WHAT BOOK ARE YOU READING NOW: Geez...there are so many i've started, but the one that's on my bedside table now is We were the Mulvaneys by Joyce Carol Oates.

FAVORITE BOARDGAME: Scrabble!

FAVORITE MAGAZINE: In Style

FAVORITE SMELLS: a baby, CLEAN perfumes, fresh from the oven pizza, and the smell of ginger being sauteed.

COMFORT FOODS: hot, hot pizza, lucky me supreme la paz batchoy, chips and dips, and a cold glass of iced tea.

FAVORITE SOUNDS: cooing ang laughter from a baby, early morning sound of waves on a beachside, birds chirping, the noise my pamangkins make when they get together.

WORST FEELING IN THE WORLD: The feeling of helplessness and desperation when a loved one is gravely ill.

WHAT IS THE FIRST THING YOU THINK OF WHEN YOU WAKE UP IN THE MORNING: Lord, thank you for this brand new day.

FAVORITE FAST FOOD PLACE: KFC!!

FUTURE CHILD'S NAME: Maxine or Maximillan

FINISH THIS STATEMENT "IF I HAD A LOT OF MONEY I WOULD.." : Travel the world.

DO YOU DRIVE FAST? I'd like to say I drive carefully...hahaha!

DO YOU SLEEP WITH A STUFFED ANIMAL?: I think i have a small stuffed elephant somewhere in my bed, but i didn't put him there.

STORMS, COOL OR SCARY? : scary! I worry and i can't sleep when a storm is raging outside.
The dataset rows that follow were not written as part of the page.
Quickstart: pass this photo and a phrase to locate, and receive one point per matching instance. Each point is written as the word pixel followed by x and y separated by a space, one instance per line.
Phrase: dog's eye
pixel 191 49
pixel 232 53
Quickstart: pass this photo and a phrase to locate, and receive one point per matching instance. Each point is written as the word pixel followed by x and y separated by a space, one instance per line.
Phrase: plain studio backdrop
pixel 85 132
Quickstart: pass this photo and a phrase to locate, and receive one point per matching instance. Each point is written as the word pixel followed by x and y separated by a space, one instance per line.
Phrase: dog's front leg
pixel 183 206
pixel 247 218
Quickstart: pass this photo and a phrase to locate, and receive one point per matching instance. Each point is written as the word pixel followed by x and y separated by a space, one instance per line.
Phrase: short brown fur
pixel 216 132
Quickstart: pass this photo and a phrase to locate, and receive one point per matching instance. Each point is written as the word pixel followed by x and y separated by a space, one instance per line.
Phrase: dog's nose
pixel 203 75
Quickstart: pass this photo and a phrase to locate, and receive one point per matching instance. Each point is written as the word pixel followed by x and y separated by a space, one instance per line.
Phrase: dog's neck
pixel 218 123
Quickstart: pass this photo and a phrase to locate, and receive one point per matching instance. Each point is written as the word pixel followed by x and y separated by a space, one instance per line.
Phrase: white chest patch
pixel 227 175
WHAT WAS YOUR FIRST CAR? : a red kia pride

FAVORITE ALCOHOLIC DRINK: vodka tonic

FINISH THIS STATEMENT- "IF I HAD THE TIME I WOULD LOVE TO" : go to the gym

DO YOU EAT THE STEMS OF BROCCOLI: yes. i love veggies.

IF YOU COULD DYE YOUR HAIR ANY COLOR, WHAT WOULD YOU CHOOSE? : medium brown with light brown highlights.

GLASS HALF-EMPTY OR FULL: half-empty, always.

HOW MANY TOWNS/CITIES HAVE YOU LIVED IN? : one--good ole manille

FAVORITE PLACE TO RELAX: the beach!

FAVORITE SPORT TO WATCH: tennis and gymnastics

WHAT IS UNDER YOUR BED? : dust bunnies...hehe..

TOILET PAPER/PAPER TOWEL-OVER OR UNDER?: over of course. it SHOULD be that way.

Friday, August 04, 2006

Back to School

It all happened so fast. And now I find myself in the middle of waking up very early on mondays and tuesdays, taking down notes, cramming for exams and most off all, wearing a UNIFORM. Ugh. I never thought I'd wear another uniform in my whole life. But here I am, back in the campus and taking up my second course, nursing. It felt strange at first, going to a new school after a bazillion years, meeting new people, and the prospect of a career change. If not for a benefactor, this would never have happened. And now, I find myself enjoying all these new things that are happening to me. I liked going to class, hanging out with my new friends, basically, just being a student again. I just don't know if I'll still feel this way once we start our tour of duty.

God help me.

Wednesday, June 28, 2006

Cause I'm evil....Mwahahaha!

You Are 40% Evil
A bit of evil lurks in your heart, but you hide it well.In some ways, you are the most dangerous kind of evil.
How Evil Are You?

Sunday, June 18, 2006

It's father's day today. My father would have been 80 years old if he was still here with us. I miss him everyday. We were not the best of friends but when he got sick and eventually died, I felt like a fish out of water. He was not one to spoil his kids, but he literally took care of everything for us. Who he got sick, I didn't know what to do with the house, the business, everything. And slowly but surely, I got the hang of it and it made me what I am now, a semi-responsible adult, I hope...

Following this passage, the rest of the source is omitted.